Environmental Coalition Intervenes Against Palisades Zombie Reactor Restart

Yard signs created by Michigan Safe Energy Future's Kalamazoo Chapter and Shutdown Palisades Campaign.

[Image above: Yard sign design by Michigan Safe Energy Future-Kalamazoo Chapter and Palisades Shutdown Campaign; photo by Kevin Kamps]

See the December 6, 2023 press release by Beyond Nuclear, Don’t Waste Michigan, and Michigan Safe Energy Future.

See the legal and technical documents submitted to NRC on December 5, 2023, below:

PETITION TO INTERVENE AND REQUEST FOR ADJUDICATORY HEARING BY BEYOND NUCLEAR, DON’T WASTE MICHIGAN, AND MICHIGAN SAFE ENERGY FUTURE;

PETITIONERS’ DECLARATIONS/APPENDICES 1-9 (Legal Standing Declarations of Environmental Coalition Groups and their Members and Supporters);

PETITIONERS’ DECLARATION/APPENDIX 10 (Declaration of Arnold Gundersen, Nuclear Engineer);

PETITIONERS’ DECLARATION/APPENDIX 11 (Declaration of Mark Z. Jacobson, Environmental Engineer);

PETITIONERS’ DECLARATION/APPENDIX 12 (Declaration of Kevin Kamps, Radioactive Waste Specialist).

The coalition’s co-legal counsel are Terry Lodge of Toledo, Ohio, and Wally Taylor of Cedar Rapids, Iowa. The petition and request was brought by the three groups on behalf of their members and supporters, many of whom live less than two miles from the Palisades atomic reactor.

On December 11, 2023, Holtec submitted to NRC a motion for summary dismissal of the intervention request.

On December 13, 2023, the coalition’s legal co-counsel, Terry Lodge and Wally Taylor, rebutted Holtec’s motion for summary dismissal.

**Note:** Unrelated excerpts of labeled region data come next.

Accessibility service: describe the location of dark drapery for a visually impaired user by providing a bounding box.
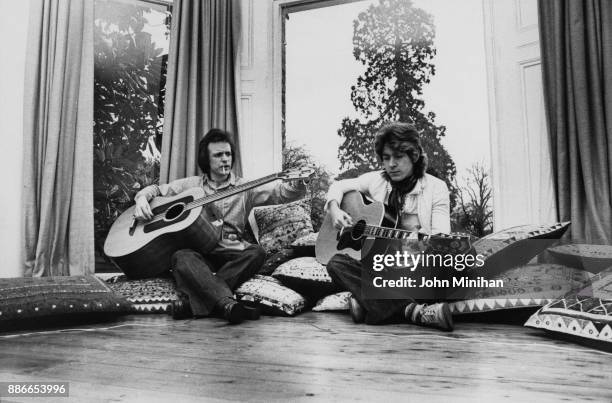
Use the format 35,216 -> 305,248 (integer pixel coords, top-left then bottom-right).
22,0 -> 94,277
160,0 -> 241,183
538,0 -> 612,244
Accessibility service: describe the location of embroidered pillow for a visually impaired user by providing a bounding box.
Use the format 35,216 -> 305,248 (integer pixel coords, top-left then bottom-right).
272,257 -> 338,300
291,232 -> 319,257
525,268 -> 612,349
0,276 -> 129,328
548,244 -> 612,273
312,291 -> 351,311
259,248 -> 299,276
449,263 -> 590,315
106,275 -> 176,313
473,222 -> 570,277
235,274 -> 306,316
249,200 -> 313,254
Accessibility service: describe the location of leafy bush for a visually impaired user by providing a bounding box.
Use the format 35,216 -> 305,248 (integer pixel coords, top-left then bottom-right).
283,146 -> 331,231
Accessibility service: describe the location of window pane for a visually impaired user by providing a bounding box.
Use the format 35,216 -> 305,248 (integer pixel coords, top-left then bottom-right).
94,0 -> 170,271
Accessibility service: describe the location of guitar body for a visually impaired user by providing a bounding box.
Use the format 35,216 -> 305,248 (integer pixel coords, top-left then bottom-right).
104,188 -> 221,278
315,191 -> 398,264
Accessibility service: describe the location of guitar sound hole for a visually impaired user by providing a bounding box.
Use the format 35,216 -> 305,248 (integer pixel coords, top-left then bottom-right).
165,204 -> 185,220
351,220 -> 365,240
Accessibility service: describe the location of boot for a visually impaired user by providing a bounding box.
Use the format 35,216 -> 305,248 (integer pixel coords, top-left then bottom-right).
404,302 -> 454,332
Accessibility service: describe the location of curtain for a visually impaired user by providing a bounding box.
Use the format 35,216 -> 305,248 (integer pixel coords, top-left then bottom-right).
160,0 -> 241,183
22,0 -> 94,276
538,0 -> 612,244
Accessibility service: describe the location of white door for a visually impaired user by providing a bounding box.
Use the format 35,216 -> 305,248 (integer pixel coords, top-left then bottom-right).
483,0 -> 556,230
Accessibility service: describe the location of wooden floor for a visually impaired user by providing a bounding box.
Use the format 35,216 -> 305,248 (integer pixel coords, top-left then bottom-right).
0,312 -> 612,402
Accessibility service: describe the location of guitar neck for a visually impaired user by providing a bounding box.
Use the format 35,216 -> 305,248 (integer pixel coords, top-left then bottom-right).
363,224 -> 422,240
185,174 -> 279,210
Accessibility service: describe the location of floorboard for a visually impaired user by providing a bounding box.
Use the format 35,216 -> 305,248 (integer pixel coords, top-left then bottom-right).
0,312 -> 612,402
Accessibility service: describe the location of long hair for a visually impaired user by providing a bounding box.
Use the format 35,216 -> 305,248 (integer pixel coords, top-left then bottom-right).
198,128 -> 236,175
374,122 -> 428,178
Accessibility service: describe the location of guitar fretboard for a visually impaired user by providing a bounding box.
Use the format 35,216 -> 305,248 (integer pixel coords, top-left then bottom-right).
358,224 -> 424,240
147,174 -> 279,224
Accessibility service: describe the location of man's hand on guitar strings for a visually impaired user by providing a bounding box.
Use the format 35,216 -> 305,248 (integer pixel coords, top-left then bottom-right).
329,202 -> 353,230
134,196 -> 153,221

On December 15, 2023, the U.S. Nuclear Regulatory Commission (NRC) staff published its NRC STAFF ANSWER TO INTERVENTION PETITION AND HEARING REQUEST AND TO LICENSEE MOTION FOR DENIAL OF PETITION.

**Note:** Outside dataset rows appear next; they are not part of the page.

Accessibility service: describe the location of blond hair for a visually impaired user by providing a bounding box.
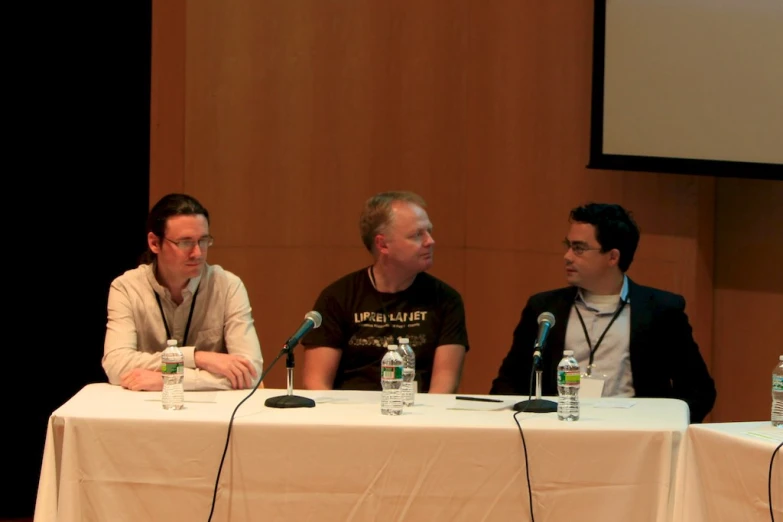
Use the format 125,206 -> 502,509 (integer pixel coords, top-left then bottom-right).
359,190 -> 427,254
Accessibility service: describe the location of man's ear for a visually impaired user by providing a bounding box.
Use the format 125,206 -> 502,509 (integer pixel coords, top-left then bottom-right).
147,232 -> 161,254
375,234 -> 389,254
609,248 -> 620,266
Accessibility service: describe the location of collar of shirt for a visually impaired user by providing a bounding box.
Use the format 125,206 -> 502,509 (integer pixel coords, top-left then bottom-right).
147,261 -> 207,299
576,275 -> 631,313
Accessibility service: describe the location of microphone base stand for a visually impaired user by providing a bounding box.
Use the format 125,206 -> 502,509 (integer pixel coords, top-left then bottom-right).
514,365 -> 557,413
264,345 -> 315,408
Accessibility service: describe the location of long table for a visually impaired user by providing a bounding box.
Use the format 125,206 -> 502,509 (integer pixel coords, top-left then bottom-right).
35,384 -> 688,522
674,421 -> 783,522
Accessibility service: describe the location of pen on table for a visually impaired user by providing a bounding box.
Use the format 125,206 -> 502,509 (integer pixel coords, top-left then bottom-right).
457,395 -> 503,402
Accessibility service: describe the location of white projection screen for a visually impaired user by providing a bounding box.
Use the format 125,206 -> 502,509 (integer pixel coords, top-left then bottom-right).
589,0 -> 783,179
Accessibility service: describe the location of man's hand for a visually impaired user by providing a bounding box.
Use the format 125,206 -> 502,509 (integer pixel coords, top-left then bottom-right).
193,351 -> 258,390
120,368 -> 163,391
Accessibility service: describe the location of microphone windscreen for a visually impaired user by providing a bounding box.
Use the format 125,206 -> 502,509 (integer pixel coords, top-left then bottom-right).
305,310 -> 322,328
538,312 -> 555,328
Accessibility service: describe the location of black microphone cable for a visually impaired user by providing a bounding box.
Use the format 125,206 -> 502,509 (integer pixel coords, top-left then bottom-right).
767,442 -> 783,522
207,346 -> 293,522
514,364 -> 544,522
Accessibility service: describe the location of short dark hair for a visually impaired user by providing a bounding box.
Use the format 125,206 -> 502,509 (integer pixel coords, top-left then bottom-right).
142,194 -> 209,263
568,203 -> 639,272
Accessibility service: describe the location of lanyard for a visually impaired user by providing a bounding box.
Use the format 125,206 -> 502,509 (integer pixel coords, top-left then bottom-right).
153,285 -> 201,346
574,299 -> 628,368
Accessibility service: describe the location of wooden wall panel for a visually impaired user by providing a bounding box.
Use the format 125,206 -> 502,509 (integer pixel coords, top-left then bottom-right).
150,0 -> 187,206
713,179 -> 783,421
144,0 -> 783,420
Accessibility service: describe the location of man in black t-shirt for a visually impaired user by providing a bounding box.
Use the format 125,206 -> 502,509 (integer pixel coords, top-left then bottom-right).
302,192 -> 469,393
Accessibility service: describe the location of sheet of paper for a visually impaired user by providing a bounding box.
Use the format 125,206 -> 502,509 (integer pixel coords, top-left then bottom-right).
745,426 -> 783,442
593,398 -> 636,408
579,377 -> 604,399
144,391 -> 217,403
448,399 -> 517,411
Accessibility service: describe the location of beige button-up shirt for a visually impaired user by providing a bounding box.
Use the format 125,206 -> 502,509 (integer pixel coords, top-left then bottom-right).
103,264 -> 263,390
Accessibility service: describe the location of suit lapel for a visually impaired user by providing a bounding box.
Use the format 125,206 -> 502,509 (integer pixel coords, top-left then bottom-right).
547,287 -> 577,364
628,278 -> 652,356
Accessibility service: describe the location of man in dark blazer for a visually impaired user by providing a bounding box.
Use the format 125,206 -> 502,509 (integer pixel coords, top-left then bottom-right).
490,203 -> 716,422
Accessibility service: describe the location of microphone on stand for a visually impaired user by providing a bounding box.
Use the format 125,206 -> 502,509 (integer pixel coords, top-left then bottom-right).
264,310 -> 321,408
514,312 -> 557,413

On December 18, 2023, co-counsel for the environmental coalition, Wally Taylor of Cedars Rapids, Iowa, and Terry Lodge of Toledo, Ohio, submitted their PETITIONERS’ REPLY IN SUPPORT OF PETITION FOR LEAVE TO INTERVENE AGAINST PALISADES EXEMPTION.

Also on December 18, 2023, the NRC Secretary issued the Commission’s Order on the matter.

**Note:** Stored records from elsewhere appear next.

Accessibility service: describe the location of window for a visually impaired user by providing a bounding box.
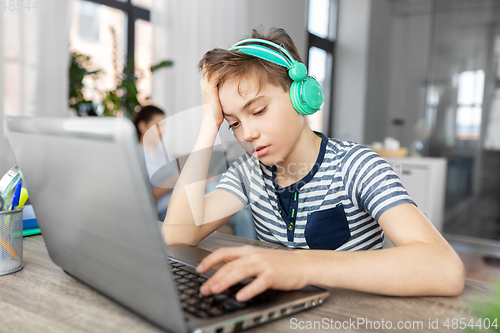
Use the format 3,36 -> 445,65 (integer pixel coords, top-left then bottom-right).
70,0 -> 152,113
307,0 -> 338,135
455,70 -> 484,141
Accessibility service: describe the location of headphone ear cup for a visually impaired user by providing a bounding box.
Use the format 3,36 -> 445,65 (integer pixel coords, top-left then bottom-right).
290,77 -> 323,115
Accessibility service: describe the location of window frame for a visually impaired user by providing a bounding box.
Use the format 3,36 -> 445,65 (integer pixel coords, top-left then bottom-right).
80,0 -> 151,61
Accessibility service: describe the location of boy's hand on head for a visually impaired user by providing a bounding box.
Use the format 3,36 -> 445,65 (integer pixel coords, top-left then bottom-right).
200,69 -> 224,128
197,245 -> 308,302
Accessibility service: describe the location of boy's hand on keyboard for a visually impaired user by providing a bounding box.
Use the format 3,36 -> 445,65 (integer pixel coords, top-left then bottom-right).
196,245 -> 308,302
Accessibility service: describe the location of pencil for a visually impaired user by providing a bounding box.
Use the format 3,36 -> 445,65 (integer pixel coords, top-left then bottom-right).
0,235 -> 19,259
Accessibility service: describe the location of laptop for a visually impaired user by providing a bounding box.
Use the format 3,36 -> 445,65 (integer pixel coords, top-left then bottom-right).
4,116 -> 329,333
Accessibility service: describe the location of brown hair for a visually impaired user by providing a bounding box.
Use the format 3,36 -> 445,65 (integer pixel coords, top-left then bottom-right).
198,28 -> 301,94
132,105 -> 165,141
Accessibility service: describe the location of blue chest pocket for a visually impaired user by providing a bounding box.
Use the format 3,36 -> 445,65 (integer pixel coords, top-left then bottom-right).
304,205 -> 351,250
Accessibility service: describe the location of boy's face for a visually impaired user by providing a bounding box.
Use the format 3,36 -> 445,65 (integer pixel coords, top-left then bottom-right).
219,77 -> 305,166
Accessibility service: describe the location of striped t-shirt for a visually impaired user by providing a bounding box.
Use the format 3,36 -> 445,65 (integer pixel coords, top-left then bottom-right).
216,134 -> 415,251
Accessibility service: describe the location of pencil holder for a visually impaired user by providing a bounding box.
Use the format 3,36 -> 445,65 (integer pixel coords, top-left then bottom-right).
0,209 -> 24,275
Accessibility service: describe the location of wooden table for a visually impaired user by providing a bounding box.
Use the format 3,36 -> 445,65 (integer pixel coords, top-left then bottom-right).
0,232 -> 492,333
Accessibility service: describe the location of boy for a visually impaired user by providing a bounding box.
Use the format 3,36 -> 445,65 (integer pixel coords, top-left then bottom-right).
162,29 -> 465,301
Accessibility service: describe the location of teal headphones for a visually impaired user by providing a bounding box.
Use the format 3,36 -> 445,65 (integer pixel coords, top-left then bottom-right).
229,38 -> 323,115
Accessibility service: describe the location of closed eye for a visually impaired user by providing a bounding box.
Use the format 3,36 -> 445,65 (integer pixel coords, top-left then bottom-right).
253,106 -> 267,116
227,121 -> 240,129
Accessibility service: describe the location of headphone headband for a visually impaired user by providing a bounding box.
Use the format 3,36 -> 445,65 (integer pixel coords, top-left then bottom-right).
228,38 -> 323,115
229,38 -> 297,68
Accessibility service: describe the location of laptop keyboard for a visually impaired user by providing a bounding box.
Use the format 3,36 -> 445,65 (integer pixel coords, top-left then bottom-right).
169,259 -> 279,318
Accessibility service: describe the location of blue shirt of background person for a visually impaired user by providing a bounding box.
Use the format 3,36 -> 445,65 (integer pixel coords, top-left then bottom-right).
133,105 -> 178,221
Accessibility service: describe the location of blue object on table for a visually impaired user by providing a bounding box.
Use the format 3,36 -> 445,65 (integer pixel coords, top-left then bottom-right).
23,205 -> 38,229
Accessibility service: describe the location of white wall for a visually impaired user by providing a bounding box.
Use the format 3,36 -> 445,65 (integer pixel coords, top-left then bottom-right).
333,0 -> 432,147
332,0 -> 372,143
152,0 -> 307,161
246,0 -> 308,61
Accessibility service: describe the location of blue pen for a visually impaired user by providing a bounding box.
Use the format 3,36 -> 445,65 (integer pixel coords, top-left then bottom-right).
9,181 -> 23,210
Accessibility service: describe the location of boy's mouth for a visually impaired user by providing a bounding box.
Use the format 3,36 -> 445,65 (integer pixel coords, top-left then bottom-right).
254,146 -> 269,157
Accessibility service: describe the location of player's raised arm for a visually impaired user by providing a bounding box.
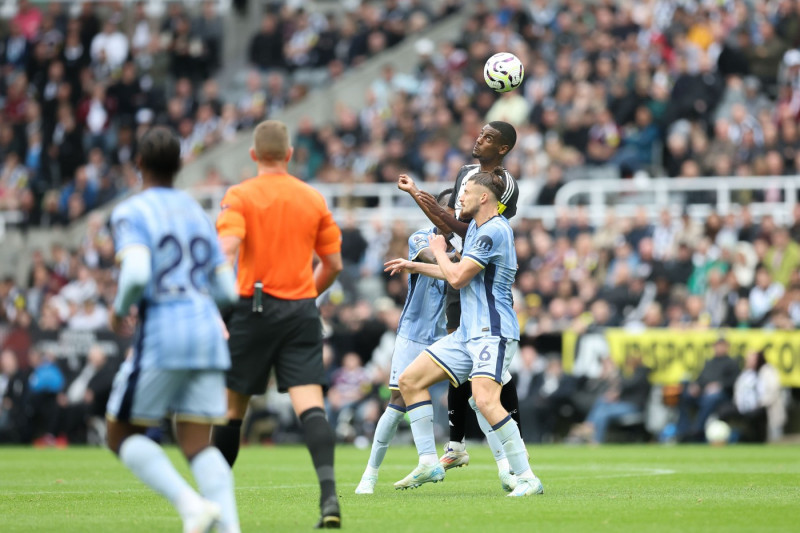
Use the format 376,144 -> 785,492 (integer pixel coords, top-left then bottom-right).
414,191 -> 469,239
397,174 -> 455,234
430,235 -> 482,289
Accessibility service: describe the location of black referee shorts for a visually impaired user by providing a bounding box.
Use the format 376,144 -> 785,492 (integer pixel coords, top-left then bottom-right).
444,283 -> 461,331
226,294 -> 327,395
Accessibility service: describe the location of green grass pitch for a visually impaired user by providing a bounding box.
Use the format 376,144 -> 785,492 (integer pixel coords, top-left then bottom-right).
0,445 -> 800,533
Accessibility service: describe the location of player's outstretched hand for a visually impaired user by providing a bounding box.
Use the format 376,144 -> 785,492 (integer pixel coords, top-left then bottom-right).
383,257 -> 414,276
397,174 -> 417,194
416,191 -> 440,213
428,234 -> 447,253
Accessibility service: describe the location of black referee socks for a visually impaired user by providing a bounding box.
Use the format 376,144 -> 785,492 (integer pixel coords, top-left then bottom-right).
300,407 -> 336,504
211,420 -> 242,468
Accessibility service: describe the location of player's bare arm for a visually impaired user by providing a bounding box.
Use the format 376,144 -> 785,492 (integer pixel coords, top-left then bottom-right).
383,257 -> 445,279
414,191 -> 469,239
416,248 -> 459,265
314,252 -> 344,294
428,235 -> 481,289
397,174 -> 452,233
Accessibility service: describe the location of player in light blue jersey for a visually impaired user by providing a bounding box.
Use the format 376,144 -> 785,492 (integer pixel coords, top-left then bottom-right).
107,128 -> 240,533
386,167 -> 543,497
356,189 -> 453,494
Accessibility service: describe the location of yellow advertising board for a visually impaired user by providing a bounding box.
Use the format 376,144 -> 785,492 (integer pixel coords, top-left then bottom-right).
562,329 -> 800,387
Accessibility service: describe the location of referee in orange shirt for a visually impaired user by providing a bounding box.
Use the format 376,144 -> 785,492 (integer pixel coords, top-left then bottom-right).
213,120 -> 342,528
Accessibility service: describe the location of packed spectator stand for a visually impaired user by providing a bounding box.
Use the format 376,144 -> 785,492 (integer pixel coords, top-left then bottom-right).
0,0 -> 800,442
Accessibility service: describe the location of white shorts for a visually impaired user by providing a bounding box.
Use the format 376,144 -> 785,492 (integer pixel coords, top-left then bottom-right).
389,335 -> 430,390
425,332 -> 519,387
106,359 -> 228,426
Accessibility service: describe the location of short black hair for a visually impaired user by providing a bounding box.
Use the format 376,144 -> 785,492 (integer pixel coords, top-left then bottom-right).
489,120 -> 517,153
436,187 -> 455,207
139,126 -> 181,185
470,167 -> 506,202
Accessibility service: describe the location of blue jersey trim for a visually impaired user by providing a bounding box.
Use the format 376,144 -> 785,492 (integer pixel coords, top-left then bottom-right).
492,415 -> 511,431
397,274 -> 420,331
494,337 -> 508,384
406,400 -> 433,412
483,263 -> 501,337
464,254 -> 486,267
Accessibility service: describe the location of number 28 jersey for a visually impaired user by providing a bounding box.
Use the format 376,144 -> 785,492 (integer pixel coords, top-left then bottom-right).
111,187 -> 230,369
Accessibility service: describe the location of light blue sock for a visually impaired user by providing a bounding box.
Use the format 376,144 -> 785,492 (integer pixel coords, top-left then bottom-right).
367,403 -> 406,472
191,446 -> 239,531
469,398 -> 508,470
407,400 -> 438,464
492,415 -> 533,478
119,435 -> 202,516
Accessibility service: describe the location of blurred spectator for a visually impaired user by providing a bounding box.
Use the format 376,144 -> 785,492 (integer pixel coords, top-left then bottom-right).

(In a closely related matter, on December 15, 2023, environmental coalition counsel Wally Taylor wrote NRC, objecting to Holtec’s application for a license transfer as premature. The Secretary of the NRC Commission responded on January 3, 2024.)

If approved, Holtec’s bogus exemption request above (in truth, it is a License Amendment Request, LAR) merely greases the skids for much more to follow, all in Holtec’s bid to undo Entergy’s permanent shutdown of Palisades in May-June 2022. On December 8, 2023, for example, NRC approved Holtec’s LAR, to undo the ending of emergency response preparedness. But emergency preparedness should never have ended in the first place, given the large amount of highly radioactive waste stored on-site, from which a catastrophe could be unleashed on any given day, under the right (wrong!) circumstances. Holtec has already begun requesting multiple LARs, including to transfer ownership of Palisades from Holtec Decommissioning International, to a brand new reactor operations Limited Liability Corporation (LLC), to further shield the mothership company from any liability for the unprecedented, astronomically expensive (for the public, with nearly $4.5 billion in federal and state taxpayer bailouts requested, and counting), and extremely high-risk zombie reactor restart scheme.

Beyond Nuclear and its allies will continue to resist all this, as well as Holtec’s proposed Small Modular Reactor (SMR) new builds at the Palisades site. Holtec has requested another $7.4 billion in SMR bailouts from the U.S. Department of Energy. The breakdown phase risks at the old zombie reactor, and the break-in phase risks at the SMR new builds, would represent both extremes of the risk spectrum, on the same small (432-acre) site, perched on the edge of Lake Michigan.

The partial core meltdown at Fermi Unit 1 in Monroe County, Michigan (October 5, 1966), the 50% core meltdown at Three Mile Island Unit 2 near Harrisburg, Pennsylvania (March 28, 1979), and Chornobyl Unit 4’s explosion and fire in Ukraine (April 26, 1986) are a few examples of break-in phase risks at brand new reactors.

And, like at Fukushima Daiichi in Japan in March 2011, domino-effect multiple reactor meltdowns could occur at the crowded-with-risk Palisades site that Holtec envisions. Holtec has never operated a reactor, nor has it ever restarted a closed reactor — no company has.